Do you know Romania? Do you know what records this country gathered over time? If not, you may consider this issue as an invitation in the unique world of excellence and exceptionality. Bearing the title of "Romanian curiosities and superlatives" four new stamps by Romanian Post promote a series of superlative, Romanian works and discoveries.
StampNews.com encourages our readers to add these creative stamps to their collections.
In announcing the issue, Romfilatelia described the stamps as depicting "examples from areas such as art, coins, crafts and natural heritage, which impress by extraordinary sizes, spectacular shapes and stories …"
The 3-leu stamp shows the smallest banknote in the world. Measuring 27.5 millimeters by 38mm (1.08 inches by 1.49 inches), the Ministry of Finance of Romania issued this banknote in 1917, during World War I. It is listed as the smallest by the World Records Academy, and Guinness World Records calls it the world‘s smallest "national" banknote.
The 14-leu stamp pictures Europe's largest stone sculpture.
Sometimes referred to as the "Romanian Rushmore", this sculpture of the Romanian national hero Decebalus, the last King of Dacia, is 25 meters wide and 45 meters wide (79 feet by 147 feet).

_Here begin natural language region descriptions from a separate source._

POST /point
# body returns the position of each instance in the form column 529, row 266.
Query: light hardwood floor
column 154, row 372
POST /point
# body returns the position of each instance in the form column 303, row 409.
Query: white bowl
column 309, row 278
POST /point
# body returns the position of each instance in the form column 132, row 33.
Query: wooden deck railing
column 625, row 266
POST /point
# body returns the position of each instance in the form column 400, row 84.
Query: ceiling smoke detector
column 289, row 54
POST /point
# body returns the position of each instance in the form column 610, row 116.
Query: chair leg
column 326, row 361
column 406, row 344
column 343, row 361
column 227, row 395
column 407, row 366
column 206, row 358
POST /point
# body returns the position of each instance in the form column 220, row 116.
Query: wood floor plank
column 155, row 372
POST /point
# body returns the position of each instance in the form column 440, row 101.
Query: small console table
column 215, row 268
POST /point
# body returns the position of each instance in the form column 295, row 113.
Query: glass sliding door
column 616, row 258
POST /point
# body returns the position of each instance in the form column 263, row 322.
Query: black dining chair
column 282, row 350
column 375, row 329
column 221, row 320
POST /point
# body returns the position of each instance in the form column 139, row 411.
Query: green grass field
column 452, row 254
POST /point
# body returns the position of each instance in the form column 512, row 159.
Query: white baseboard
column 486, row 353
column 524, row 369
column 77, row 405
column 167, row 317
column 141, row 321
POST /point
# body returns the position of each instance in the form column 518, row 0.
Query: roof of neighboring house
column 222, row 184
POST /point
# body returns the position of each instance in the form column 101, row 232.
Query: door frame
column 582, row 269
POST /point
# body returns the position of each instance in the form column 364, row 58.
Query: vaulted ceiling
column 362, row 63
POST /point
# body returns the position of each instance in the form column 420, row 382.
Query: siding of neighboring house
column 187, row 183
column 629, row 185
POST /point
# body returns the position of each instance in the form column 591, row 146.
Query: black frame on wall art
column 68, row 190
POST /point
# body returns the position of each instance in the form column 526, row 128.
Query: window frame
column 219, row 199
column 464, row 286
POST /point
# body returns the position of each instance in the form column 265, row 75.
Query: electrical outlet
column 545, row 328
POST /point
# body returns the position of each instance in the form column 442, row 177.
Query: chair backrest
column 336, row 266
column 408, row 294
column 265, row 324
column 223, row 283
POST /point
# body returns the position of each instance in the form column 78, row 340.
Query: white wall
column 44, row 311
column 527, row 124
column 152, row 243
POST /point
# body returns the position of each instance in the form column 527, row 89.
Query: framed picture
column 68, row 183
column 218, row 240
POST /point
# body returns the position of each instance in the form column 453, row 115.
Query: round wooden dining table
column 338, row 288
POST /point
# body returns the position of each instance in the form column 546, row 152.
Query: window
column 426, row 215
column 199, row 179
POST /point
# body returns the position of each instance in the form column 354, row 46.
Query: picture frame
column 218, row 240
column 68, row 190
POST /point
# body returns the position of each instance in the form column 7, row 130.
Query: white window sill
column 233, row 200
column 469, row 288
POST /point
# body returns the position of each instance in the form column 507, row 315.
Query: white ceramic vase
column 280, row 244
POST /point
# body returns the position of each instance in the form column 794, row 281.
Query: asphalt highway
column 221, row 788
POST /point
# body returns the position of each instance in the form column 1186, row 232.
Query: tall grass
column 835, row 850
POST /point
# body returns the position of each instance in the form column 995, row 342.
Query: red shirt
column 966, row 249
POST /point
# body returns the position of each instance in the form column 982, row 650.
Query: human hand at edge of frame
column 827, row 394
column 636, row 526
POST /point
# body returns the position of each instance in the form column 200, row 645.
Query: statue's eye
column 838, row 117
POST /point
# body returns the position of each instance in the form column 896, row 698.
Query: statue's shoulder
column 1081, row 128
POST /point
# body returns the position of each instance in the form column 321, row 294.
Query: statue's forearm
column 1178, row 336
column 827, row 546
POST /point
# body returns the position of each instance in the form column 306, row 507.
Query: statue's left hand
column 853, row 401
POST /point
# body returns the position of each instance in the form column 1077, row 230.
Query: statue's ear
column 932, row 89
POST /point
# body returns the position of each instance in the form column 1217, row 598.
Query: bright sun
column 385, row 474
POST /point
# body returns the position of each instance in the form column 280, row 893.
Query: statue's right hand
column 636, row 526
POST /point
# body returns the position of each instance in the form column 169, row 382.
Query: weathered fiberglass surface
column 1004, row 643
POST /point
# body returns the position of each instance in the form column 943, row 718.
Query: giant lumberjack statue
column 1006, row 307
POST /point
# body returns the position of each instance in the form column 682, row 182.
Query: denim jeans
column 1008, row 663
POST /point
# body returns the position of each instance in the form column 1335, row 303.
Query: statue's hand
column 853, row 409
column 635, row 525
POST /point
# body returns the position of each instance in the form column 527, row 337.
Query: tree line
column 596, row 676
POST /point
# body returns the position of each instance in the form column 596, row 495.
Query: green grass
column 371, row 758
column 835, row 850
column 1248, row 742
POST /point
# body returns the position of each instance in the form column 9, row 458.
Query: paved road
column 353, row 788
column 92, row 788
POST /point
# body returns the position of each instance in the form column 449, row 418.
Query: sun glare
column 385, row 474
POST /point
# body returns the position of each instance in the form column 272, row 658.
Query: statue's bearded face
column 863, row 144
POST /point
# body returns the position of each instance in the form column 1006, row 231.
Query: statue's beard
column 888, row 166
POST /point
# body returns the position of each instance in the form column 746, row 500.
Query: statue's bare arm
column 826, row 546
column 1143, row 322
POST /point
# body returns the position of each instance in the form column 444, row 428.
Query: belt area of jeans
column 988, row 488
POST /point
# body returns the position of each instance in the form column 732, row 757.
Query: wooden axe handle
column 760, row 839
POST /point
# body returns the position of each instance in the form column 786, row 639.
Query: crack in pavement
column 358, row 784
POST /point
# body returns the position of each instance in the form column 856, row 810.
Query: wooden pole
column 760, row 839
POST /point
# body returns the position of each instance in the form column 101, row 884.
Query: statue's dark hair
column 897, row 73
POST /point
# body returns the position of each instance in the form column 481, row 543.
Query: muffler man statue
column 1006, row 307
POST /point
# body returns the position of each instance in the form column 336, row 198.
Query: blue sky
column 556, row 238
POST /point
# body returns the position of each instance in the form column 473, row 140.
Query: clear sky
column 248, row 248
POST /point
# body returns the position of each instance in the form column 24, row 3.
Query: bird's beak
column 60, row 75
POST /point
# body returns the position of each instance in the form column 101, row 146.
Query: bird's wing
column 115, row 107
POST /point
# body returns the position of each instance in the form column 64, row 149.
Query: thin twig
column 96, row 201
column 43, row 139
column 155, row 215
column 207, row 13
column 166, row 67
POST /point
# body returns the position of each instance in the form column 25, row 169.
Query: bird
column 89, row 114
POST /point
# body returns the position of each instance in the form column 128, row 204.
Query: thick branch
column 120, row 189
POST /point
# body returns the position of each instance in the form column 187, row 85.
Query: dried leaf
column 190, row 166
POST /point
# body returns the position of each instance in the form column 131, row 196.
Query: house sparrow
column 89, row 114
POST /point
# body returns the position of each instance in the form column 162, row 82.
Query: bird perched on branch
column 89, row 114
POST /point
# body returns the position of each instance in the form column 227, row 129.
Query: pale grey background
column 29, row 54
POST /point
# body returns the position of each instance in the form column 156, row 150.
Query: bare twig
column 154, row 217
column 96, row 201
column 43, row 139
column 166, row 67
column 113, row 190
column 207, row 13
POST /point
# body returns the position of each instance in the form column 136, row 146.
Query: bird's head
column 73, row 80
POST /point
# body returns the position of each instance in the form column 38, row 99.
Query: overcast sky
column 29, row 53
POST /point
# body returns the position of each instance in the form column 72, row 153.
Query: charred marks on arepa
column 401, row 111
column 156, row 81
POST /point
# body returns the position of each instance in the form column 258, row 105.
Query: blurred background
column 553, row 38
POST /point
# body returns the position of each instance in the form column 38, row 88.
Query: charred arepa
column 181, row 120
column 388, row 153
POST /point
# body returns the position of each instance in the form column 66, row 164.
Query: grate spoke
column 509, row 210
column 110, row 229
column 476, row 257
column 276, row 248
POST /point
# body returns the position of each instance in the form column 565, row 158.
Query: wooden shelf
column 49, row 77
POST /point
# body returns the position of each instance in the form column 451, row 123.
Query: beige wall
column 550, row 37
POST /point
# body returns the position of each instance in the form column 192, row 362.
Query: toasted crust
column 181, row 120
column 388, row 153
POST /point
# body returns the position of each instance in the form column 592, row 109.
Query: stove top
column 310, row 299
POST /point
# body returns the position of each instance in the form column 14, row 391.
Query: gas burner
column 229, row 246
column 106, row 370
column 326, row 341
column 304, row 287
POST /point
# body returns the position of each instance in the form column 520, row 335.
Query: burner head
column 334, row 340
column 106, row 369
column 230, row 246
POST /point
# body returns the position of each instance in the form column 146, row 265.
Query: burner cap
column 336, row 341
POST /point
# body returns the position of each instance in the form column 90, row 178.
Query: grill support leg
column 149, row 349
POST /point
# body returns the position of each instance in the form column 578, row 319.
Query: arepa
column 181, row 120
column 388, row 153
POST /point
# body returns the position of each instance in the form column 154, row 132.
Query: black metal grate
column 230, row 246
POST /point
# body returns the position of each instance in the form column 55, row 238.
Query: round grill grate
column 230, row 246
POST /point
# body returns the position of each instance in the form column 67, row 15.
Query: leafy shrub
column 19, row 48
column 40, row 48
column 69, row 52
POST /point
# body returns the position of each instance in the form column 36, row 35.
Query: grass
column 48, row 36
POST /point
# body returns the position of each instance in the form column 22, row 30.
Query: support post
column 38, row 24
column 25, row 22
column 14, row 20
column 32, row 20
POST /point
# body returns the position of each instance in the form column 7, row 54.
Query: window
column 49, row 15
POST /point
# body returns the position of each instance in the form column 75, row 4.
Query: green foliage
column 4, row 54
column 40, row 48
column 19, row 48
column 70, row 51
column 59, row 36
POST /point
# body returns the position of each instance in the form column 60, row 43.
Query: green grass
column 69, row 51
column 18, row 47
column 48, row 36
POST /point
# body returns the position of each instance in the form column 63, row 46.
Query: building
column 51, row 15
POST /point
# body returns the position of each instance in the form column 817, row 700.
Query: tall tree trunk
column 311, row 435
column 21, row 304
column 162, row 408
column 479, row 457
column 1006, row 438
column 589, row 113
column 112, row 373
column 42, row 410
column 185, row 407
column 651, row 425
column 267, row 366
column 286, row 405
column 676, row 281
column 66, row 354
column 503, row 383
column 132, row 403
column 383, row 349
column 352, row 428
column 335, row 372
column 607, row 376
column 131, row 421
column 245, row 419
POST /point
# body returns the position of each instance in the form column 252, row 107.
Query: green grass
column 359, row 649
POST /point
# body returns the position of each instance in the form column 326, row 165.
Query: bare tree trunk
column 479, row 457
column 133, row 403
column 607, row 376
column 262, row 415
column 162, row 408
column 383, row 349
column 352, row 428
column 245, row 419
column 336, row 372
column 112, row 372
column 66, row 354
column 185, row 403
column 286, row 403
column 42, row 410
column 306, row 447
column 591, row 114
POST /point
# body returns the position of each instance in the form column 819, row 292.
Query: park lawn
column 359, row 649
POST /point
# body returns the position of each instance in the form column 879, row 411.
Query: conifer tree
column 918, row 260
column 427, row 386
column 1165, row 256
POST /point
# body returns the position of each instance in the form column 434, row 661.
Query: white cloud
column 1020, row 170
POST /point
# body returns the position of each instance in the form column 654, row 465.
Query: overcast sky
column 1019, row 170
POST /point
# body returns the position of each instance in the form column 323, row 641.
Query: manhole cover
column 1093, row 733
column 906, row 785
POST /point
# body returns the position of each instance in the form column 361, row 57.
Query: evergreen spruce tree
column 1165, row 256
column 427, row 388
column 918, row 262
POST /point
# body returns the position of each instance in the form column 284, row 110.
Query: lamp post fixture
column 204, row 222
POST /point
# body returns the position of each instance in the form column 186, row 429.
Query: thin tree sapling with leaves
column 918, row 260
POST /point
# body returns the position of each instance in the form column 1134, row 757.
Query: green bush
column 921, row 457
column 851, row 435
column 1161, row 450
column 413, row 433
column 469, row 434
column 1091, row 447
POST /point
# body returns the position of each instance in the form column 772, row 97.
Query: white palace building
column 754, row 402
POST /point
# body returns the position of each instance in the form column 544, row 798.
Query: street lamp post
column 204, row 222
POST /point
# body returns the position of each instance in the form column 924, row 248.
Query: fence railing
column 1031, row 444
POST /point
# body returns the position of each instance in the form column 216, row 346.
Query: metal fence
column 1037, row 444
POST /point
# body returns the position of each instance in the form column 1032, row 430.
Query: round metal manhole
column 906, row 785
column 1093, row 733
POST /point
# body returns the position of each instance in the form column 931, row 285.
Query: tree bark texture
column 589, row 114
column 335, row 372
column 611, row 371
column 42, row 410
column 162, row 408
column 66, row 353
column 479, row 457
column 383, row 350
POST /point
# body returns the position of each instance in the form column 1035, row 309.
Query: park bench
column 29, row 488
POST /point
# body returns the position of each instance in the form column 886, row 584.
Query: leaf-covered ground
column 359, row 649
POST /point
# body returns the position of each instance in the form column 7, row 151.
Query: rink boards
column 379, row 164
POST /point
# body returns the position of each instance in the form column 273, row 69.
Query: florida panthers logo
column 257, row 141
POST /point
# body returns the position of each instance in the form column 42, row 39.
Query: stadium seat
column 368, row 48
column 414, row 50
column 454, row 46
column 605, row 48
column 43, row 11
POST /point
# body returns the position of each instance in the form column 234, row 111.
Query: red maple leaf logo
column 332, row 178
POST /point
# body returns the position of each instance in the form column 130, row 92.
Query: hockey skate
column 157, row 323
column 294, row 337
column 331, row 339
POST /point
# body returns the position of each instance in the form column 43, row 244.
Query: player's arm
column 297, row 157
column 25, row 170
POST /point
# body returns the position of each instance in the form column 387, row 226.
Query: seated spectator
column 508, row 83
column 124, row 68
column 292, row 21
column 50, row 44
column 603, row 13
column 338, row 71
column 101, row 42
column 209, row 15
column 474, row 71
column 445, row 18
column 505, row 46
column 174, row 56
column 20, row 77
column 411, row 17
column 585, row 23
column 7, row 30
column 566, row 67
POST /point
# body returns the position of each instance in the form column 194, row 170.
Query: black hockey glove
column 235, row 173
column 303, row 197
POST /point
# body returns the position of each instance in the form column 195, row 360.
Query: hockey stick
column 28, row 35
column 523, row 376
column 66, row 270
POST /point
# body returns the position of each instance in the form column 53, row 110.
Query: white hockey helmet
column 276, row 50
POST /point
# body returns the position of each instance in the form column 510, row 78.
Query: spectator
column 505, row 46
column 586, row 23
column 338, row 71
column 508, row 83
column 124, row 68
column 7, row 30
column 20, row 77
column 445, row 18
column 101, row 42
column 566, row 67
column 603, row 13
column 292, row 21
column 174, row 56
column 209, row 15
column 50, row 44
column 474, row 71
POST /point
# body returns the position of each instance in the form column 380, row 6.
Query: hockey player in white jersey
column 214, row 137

Located on the banks of Danube in southwestern Romania, the sculpture was built over a decade (1994 to 2004) by a team of a dozen sculptors led by Italian sculptor Mario Galeotti.
The 3.30-leu stamp honors the Gold Museum in Brad, the only gold museum in Europe; and the 5-leu stamp features the largest mechanical organ in Romania. Built in the 19th-century by Carl August Buchholz, the organ of the Black Church in Brasov has 3,993 pipes in 84 rows.
The stamp with the face value of lei 14.50 depicts the largest stone sculpture in Europe, which reaches 42.9 m in height and 31.6 m in width. Made at the private initiative of the businessman Iosif Constantin Dragan, the bas-relief depicts the Last King of Dacia, Decebalus.